Oznajmił krótko i dość chłodno. Tak na prawdę Szary miał sposobność, aby zabić obie samice przynajmniej po jednym razie i teoretycznie gdyby kierował się nienawiścią stadną to z pewnością mógłby to uczynić. Nie potrzebował do tego stada Plagi, skoro miał zioła.
Na jej kolejne słowa tylko westchnął.
– Moje zdanie na ten temat się nie zmieniło, chociaż zapewne i tego nie pamiętasz. Jej rodzina ma prawo poznać prawdę o jej losie, a ty nie zasługujesz na potępienie skoro broniłaś jedynie swojej własnej rodziny.
Jaah znów stał się sztywniejszy. Coraz bardziej uważał, że nic z tej rozmowy dobrego nie wyniknie. Wyglądało na to, że wcale nie pragnęła go zrozumieć, ani też poznawać motywacji. Łatwiej było po prostu potępić jego postępowanie, uznać go za winnego wszystkich zarzucanych mu przewinień bez żadnej refleksji na ten temat.
– Nie musisz poznać wszystkich motywów, ale warto w tej kwestii dążyć do pełnej wiedzy, starając się oceniać ją bardziej obiektywnie. Kiedy już osiągniesz jakiś zadowalający punkt widzenia, po prostu rozumiesz, iż sprawa nie jest tak biało- czarna.
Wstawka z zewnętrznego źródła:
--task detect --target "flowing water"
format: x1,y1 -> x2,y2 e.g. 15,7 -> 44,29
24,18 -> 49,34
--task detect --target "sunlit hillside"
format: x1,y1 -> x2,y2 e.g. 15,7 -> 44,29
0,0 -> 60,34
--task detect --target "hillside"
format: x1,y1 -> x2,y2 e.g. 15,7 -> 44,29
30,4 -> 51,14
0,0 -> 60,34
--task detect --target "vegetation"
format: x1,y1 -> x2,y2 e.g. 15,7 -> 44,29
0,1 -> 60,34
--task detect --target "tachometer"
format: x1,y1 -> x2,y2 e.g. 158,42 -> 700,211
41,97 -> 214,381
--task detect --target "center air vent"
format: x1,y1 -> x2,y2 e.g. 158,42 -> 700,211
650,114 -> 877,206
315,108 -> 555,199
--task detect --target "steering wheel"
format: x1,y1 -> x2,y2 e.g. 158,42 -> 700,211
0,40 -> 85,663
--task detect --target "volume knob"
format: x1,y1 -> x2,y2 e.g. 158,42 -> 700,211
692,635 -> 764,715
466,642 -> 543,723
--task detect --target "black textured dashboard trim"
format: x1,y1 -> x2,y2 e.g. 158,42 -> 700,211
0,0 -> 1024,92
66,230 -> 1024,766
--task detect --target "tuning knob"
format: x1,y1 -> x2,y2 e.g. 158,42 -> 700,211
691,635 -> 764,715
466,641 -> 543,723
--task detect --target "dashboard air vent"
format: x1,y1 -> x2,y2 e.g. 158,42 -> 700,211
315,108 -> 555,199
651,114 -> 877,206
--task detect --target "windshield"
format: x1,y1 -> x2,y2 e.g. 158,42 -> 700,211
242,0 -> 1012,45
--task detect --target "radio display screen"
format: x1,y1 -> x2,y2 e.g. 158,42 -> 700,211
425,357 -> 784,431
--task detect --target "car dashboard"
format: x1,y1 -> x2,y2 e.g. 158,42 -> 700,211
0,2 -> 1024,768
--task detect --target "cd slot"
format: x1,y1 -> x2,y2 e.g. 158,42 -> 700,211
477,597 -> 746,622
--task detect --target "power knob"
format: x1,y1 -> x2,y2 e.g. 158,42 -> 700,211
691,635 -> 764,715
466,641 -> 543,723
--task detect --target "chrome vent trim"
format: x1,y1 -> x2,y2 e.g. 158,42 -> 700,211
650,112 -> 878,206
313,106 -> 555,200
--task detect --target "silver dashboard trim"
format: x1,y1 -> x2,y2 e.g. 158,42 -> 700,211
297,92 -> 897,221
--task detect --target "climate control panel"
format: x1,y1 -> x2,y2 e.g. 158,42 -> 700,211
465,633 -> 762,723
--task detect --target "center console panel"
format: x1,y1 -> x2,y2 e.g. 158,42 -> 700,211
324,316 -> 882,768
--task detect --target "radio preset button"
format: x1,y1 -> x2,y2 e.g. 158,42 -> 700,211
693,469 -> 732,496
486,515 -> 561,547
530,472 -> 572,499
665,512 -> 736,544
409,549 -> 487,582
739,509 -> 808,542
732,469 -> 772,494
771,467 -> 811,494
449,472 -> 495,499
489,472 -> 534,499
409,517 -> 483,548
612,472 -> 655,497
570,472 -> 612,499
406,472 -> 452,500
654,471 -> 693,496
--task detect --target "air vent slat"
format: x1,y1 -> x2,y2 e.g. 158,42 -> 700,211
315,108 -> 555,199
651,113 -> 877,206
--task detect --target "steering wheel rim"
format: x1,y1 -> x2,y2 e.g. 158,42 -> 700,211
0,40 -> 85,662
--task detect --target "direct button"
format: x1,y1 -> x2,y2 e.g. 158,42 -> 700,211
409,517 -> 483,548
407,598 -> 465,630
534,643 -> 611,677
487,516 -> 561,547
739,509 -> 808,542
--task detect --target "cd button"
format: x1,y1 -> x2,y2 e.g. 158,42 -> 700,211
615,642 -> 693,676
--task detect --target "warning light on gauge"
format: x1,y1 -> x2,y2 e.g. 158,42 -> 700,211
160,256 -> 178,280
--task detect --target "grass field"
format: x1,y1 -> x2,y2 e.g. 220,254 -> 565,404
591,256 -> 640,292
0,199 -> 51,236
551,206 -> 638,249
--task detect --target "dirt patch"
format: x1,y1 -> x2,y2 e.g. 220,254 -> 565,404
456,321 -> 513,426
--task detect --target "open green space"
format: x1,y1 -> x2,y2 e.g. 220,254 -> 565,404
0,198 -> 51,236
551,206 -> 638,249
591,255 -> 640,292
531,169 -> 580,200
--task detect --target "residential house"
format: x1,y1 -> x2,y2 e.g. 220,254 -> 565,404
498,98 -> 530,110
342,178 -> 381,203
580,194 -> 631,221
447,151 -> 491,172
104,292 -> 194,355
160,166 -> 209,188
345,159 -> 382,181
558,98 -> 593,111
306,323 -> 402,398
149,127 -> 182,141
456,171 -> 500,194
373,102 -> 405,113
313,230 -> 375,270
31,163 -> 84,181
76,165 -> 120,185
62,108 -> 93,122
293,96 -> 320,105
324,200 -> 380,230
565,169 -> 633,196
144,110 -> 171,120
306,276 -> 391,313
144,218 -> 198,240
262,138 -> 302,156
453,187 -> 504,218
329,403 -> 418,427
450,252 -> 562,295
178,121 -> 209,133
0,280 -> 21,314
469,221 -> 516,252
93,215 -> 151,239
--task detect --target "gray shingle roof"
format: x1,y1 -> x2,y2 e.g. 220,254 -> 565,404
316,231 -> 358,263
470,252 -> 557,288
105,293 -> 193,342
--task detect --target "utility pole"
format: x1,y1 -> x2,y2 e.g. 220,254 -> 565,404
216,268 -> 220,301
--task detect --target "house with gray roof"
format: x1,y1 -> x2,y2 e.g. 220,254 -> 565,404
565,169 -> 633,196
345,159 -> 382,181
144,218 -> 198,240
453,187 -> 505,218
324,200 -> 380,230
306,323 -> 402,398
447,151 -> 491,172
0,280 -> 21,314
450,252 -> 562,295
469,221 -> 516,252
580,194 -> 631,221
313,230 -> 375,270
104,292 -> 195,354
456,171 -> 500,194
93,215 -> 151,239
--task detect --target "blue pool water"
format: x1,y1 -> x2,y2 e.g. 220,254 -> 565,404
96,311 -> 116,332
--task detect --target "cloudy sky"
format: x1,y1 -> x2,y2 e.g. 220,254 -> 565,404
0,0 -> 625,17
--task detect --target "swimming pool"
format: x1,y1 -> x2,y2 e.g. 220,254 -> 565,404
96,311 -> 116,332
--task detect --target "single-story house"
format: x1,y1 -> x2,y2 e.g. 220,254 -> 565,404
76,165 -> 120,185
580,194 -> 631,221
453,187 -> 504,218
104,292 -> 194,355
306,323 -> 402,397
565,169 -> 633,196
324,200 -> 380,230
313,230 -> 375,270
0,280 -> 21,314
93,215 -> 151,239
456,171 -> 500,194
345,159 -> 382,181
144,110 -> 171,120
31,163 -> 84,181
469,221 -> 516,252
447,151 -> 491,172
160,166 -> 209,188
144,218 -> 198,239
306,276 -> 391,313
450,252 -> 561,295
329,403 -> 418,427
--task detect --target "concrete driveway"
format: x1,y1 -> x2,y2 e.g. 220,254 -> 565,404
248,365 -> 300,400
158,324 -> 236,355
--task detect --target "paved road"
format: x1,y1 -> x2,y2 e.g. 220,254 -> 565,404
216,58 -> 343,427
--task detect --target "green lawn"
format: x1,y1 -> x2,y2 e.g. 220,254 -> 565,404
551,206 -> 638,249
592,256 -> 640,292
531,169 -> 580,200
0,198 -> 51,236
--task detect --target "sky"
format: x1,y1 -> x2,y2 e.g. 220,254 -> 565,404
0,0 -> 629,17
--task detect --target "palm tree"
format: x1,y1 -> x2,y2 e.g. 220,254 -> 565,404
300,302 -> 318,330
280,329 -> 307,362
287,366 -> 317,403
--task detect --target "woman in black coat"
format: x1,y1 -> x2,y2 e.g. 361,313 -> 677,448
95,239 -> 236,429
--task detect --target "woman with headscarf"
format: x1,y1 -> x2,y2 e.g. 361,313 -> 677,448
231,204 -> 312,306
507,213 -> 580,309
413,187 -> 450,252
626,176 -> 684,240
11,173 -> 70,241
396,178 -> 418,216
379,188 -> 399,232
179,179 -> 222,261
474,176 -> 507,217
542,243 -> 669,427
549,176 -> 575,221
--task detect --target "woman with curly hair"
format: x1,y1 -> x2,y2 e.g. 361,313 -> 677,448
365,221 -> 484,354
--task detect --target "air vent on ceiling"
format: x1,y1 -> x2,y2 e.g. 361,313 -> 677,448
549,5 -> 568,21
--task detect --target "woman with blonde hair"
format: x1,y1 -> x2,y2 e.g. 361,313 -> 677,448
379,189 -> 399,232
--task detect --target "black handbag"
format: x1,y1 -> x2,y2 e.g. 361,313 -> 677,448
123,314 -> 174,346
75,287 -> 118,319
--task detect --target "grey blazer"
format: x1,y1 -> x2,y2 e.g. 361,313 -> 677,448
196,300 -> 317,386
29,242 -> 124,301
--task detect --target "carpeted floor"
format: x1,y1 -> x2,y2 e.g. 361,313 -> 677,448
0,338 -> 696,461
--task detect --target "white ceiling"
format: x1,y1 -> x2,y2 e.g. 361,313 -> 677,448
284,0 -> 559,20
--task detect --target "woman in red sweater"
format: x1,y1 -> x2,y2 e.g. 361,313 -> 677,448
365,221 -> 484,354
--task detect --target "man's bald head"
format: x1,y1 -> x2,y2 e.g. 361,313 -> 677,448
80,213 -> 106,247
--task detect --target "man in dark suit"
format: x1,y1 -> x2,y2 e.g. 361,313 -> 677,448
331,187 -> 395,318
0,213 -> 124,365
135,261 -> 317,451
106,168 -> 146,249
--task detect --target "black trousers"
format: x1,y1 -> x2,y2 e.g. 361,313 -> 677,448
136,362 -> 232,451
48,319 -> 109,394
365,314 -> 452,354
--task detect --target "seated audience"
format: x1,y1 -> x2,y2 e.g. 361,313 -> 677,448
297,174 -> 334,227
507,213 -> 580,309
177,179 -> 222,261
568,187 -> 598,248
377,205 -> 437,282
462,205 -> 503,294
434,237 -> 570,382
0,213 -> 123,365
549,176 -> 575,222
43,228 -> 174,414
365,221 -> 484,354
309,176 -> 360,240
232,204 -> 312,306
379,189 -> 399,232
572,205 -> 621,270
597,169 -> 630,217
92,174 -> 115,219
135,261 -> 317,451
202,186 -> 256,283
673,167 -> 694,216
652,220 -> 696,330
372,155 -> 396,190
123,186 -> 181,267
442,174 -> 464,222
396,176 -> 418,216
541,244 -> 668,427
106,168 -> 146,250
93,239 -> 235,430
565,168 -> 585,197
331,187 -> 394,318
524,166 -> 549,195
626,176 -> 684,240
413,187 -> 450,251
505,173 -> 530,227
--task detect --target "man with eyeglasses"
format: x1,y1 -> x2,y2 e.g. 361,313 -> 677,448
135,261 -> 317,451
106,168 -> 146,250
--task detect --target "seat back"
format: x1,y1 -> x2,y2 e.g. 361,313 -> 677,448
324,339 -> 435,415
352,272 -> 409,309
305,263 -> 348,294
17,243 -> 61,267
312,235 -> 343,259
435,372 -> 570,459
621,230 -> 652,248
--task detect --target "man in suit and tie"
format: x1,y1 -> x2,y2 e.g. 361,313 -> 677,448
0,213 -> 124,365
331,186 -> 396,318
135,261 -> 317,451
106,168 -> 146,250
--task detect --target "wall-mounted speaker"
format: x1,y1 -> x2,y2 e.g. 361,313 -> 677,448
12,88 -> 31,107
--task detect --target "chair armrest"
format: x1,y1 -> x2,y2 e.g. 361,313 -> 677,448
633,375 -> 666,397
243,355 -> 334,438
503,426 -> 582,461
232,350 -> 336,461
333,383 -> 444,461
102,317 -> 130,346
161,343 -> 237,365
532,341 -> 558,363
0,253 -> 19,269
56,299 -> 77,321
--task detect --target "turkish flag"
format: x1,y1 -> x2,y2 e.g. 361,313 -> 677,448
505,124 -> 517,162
Każdy ma swoje przewinienia, każdy jest po części winny zaistniałej sytuacji.
Jaah westchnął i usiadł na zadnich łapach, aby pomasować łapą miejsce w którym był szczątek mięśnia łapy.
– Zawsze z góry zakładasz, że Twoi rozmówcy nie potrafią być szczerzy? Nie wydaje mi się, abym miał powody, aby kłamać w naszej rozmowie. Jeśli wchodzisz na wiedzę poufną to wtedy kodeks po prostu zabrania mi mówienia zbyt dużo ... A jednak dostałaś całkiem dużo ode mnie zanim w ogóle zaczęliśmy grę, czyż nie?
Samiec znów opadł na łapy i zamilkł.